Un po' di tutto, l'alimentazione era ben bilanciata. Il cibo arrivava dall'Australia o dalla Nuova Zelanda. La cosa più particolare era quindi la carne di canguro, in Australia è un allevamento normale.

Cosa ti è mancato di più? 

Fare le vacanze con mio figlio. E i rumori e gli odori della natura. In nove mesi l'unico rumore era quello del generatore e della neve sotto i piedi.
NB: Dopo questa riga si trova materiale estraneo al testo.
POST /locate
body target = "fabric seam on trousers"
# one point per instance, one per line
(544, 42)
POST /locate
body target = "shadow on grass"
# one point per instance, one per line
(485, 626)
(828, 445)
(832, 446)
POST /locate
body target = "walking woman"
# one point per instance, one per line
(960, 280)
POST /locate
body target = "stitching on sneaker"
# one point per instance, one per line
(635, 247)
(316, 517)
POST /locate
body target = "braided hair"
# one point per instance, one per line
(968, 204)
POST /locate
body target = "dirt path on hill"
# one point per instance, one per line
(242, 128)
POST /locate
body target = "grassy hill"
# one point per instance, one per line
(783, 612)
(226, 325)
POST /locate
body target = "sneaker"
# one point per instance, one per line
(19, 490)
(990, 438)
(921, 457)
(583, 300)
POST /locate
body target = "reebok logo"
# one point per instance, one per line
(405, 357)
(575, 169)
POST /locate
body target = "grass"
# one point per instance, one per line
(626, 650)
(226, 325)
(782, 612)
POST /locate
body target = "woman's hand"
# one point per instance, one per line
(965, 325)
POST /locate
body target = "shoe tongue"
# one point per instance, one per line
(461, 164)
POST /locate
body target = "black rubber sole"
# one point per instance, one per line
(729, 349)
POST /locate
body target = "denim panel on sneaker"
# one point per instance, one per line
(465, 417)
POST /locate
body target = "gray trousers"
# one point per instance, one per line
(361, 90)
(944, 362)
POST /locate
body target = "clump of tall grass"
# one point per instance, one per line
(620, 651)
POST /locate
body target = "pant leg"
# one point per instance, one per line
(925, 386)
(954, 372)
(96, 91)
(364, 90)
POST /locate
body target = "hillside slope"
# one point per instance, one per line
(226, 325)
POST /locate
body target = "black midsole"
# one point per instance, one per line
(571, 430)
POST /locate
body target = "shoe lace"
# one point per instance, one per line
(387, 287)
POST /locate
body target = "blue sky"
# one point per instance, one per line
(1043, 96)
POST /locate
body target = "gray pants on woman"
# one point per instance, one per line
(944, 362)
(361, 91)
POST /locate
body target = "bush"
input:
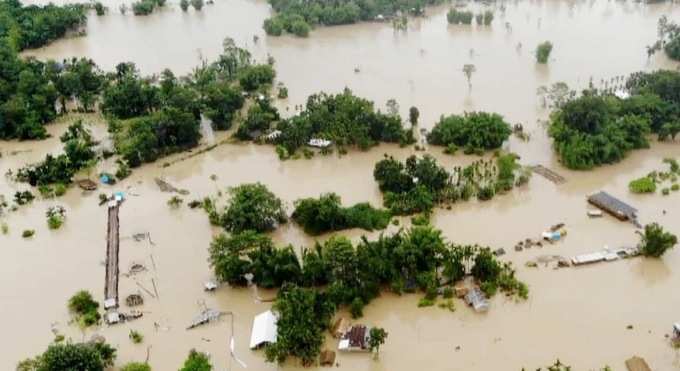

Quando hai lasciato la Concordia? 

L'8 novembre ho lasciato la Concordia e sono arrivato alla stazione italiana Mario Zucchelli. Da qui mi sposterò con un volo militare in Nuova Zelanda. In Italia rientrerò con il volo del 6 dicembre. Ma già in Nuovo Zelanda il 20 novembre mi raggiungerà mio figlio di 13 anni, finalmente lo ripotrò abbracciare. Non vedo l'ora. Faremo qualche giorno di vacanza insieme e poi ritorneremo a casa.

La distesa di ghiaccio alla stazione italiana Mario Zucchelli.
La distesa di ghiaccio alla stazione italiana Mario Zucchelli.

Riuscivi a sentirlo tutti i giorni? 

Sì, anche in video chiamata perché fortunatamente la tecnologia di questi mesi è stata eccellente. Ci ha permesso anche di portare avanti un progetto che si chiama Ausda, ovvero Adotta Una Scuola dall'Antartide.

In cosa consiste? 

Grazie al sistema satellitare siamo riusciti a collegarci in video chiamata durante tutti i mesi di isolamento con 105 scuole. É stato emozionante perché ho potuto raccontare la mia esperienza in Antartide a studenti dalle elementari alle superiori. Inoltre, mi hanno aiutato a fare passare questi nove mesi di isolamento.

La prima cosa che non vedrai l'ora di fare quando tornerai in Italia? 

Dormire nel mio letto. Ormai non me lo ricordo più. E fare una doccia con i miei prodotti. Alla stazione Concorda per un problema di riciclo dell'acqua ci lavavamo con un solo tipo di sapone.